Der Vatikan zeigt sich indessen zögerlicher im Umgang mit dem populären Bischof. Seit 1994 läuft ein Verfahren zur Seligsprechung Romeros. Während eines Gedenkgottesdienstes am Sonntag (21.03.2010) forderten in San Salvador laut Zeitungsberichten mehrere tausend Menschen die sofortige Seligsprechung Romeros. Der guatemaltekische Weihbischof Rodolfo Mendoza, bat die Menschen jedoch um Geduld: "Belassen wird die Entscheidung über die Seligsprechung Oscar Romeros in der Hand Gottes."
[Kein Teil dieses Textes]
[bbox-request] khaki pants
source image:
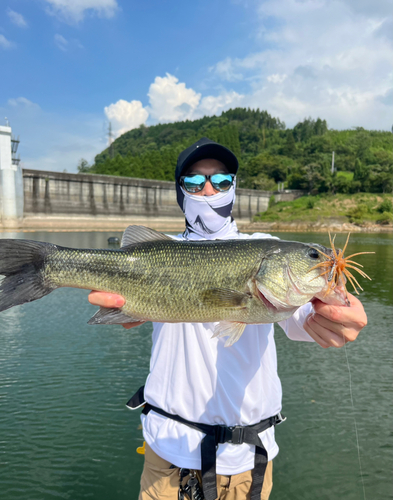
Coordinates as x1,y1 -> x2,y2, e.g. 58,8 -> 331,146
139,444 -> 273,500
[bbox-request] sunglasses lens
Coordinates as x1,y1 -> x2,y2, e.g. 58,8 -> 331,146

Der 1917 als Sohn eines Telegrafenarbeiters geborene Oscar Romero wurde 1977 zum Erzbischof von San Salvador berufen. Als konservativ geltend, war er Wunschkandidat der päpstlichen Kurie und des in Salvador herrschenden Obristen Arturo Armando Molina. Doch einmal im Amt, wandelte sich Romero zu einem Ankläger gegen Unterdrückung und Ausbeutung. Als "Bischof der Armen" erlangte er Bekanntheit in ganz Mittelamerika und schließlich weltweit. Am 24. März 1980 wurde Oscar Romero während einer Messe in San Salvador von Scharfschützen erschossen. Tags zuvor hatte der Kirchenmann die damalige Militärdiktatur kritisiert.

Generalamnestie versus Aufklärung

Der Präsident El Salvadors Mauricio Funes bei der Einweihung eines Wandbilds zu Ehren Oscar Romeros in einem Vorort von San Salvador (Foto: AP)
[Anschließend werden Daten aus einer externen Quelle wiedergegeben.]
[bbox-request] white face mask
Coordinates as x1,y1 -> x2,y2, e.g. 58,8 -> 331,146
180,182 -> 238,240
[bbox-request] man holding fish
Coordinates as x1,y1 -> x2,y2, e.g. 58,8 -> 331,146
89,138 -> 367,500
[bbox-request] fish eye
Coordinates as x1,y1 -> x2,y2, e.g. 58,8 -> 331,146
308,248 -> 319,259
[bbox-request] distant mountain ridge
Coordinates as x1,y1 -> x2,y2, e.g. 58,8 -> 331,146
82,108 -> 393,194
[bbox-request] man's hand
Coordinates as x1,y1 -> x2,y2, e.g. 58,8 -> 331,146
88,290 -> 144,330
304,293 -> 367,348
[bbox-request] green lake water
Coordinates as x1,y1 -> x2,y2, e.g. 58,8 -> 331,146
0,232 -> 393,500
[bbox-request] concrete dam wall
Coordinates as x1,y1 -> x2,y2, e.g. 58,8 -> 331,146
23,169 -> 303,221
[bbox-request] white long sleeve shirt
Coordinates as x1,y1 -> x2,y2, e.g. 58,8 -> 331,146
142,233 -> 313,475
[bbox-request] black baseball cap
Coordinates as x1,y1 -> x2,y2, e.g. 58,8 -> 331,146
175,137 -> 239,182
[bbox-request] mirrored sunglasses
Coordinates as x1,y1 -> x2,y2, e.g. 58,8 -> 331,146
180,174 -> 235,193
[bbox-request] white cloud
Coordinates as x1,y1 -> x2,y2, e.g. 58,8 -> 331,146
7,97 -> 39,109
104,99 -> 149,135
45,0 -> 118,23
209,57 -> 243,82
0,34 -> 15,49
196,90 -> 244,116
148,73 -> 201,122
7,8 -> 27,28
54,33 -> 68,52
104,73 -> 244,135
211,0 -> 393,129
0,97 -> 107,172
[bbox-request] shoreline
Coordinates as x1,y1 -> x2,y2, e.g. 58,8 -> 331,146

Sonderbriefmarken und Wandbilder zum Gedenktag: Präsident Funes

Bis heute tut sich El Salvador schwer mit der Aufklärung des Mordes – der als Auftakt für den Bürgerkrieg in dem mittelamerikanischen Land gilt. In dem zwölf Jahre dauernden Blutvergießen kamen mutmaßlich 75.000 Menschen ums Leben. Laut einem UN-Bericht kommen die Mörder Romeros aus dem Umfeld der Armee und der bis 2009 regierenden Rechtspartei ARENA. Dass beide noch immer einflussreich sind, ist nicht zuletzt daran abzulesen, dass eine nach Ende des Bürgerkriegs 1992 eingeführte Generalamnestie bislang nicht aufgehoben wurde. Sie gilt als Haupthindernis für eine Aufklärung des Mordes.
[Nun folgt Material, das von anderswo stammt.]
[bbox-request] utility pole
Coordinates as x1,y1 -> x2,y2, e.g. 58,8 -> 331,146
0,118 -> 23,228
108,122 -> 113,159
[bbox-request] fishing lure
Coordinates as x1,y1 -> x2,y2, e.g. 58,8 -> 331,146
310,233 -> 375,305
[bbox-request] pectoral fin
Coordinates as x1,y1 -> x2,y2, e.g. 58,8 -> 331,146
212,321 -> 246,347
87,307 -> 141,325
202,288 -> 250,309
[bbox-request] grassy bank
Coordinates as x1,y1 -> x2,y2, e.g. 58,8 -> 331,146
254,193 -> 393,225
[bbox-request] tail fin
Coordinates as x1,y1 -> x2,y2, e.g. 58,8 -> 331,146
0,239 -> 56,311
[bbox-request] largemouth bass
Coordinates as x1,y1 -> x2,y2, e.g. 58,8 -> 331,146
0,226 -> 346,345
Der 2009 ins Amt gewählte linksgerichtete Präsident Mauricio Funes räumte erstmals eine Mitverantwortung des Staates an der Ermordung des Bischofs ein. Seine Regierung erklärte den 24. März zum nationalen Feiertag, der mit Konzerten und einer Sonderbriefmarke begangen wurde. Zudem bat Funes öffentlich um Vergebung.

Hinsichtlich der zuletzt im November von der Interamerikanischen Menschrechtskommission geforderten Aufhebung der General-Amnestie, beließ es Funes jedoch mit einem Hinweis, das sei allein Sache das Parlaments. Zugleich argwöhnen Kritiker, er habe laute Stimmen, die nach Aufarbeitung des Falles rufen, verstummen lassen, indem er sie in seine Regierungsmannschaft einband.

Die salvadorianische Staatsanwaltschaft hat indes für den 30. Todestag des Bischofs einen ausführlichen Bericht angekündigt.